What follows is a callback to 1943. Steve Rogers punches a fascist -- again and again -- as the world watches. “Our champion did not falter,” we are told, “He was a man at war with his worst nightmare. A warped and twisted version of everything he stood for.” It is a stark reminder that the noblest ideal -- America itself -- can be co-opted and corrupted by those who would “come to power on the back of a lie.”

And what a lie it proves to be. It turns out that Hydra Cap was never worthy of wielding Mjolnir to begin with. Unkbeknownst to him, Elisa Sinclair had used a fragment of Kobik to temporarily alter Thor’s hammer so that it could be wielded by the strongest, thus conferring leadership of Hydra to Rogers. The real, unaltered Mjolnir can only be wielded by the real, unaltered Steve Rogers, who uses it to deliver a finishing blow to Hydra Cap, and then returns it to Jane Foster. (Apparently, Odinson is also still unworthy.)

Steve also returns the vibranium shield to Sam: “I told him this didn’t belong to him,” he says of Hydra Cap. “It doesn’t belong to me either.”

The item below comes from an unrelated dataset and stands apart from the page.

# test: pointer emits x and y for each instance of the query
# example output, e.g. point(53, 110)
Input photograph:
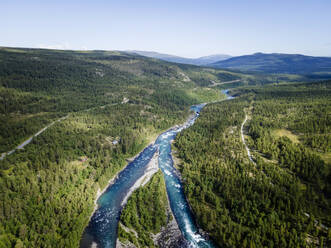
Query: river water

Steve’s return concludes with the restoration of the timeline. Kobik reconstructs “the history that had been corrupted and taken from us.” But this isn’t a reset switch. The events of Secret Empire have not been erased. History unfolded as we saw it, and the devastating consequences are real, Las Vegas is still is a pile of rubble. Rick and Natasha are still dead, and Hydra Cap remains to answer for his crimes.

The Future

As Marvel moves past the Generations one-shots into the Legacy soft reboot, we've been told that there will be no more line-wide events from Marvel in the next 18 months. This may mean that Secret Empire is the final chapter in a saga that began in 1984 with Secret Wars.

It may not be the last ever event, but Secret Empire may become the final hero vs. hero event. We've seen the trope spun out repeatedly. There have been two superhero Civil Wars. The Avengers have taken on the X-Men, and the X-Men have squared off against the Inhumans. And that's just the tip of the iceberg.

Nick Spencer may have given us a fresh spin on the trope, but the conclusion of Secret  Empire makes it clear that its time for Marvel's heroes to stop fighting each other and start fighting the bad guys. Come to think of it, that's a pretty good take on the way we should all be living our lives.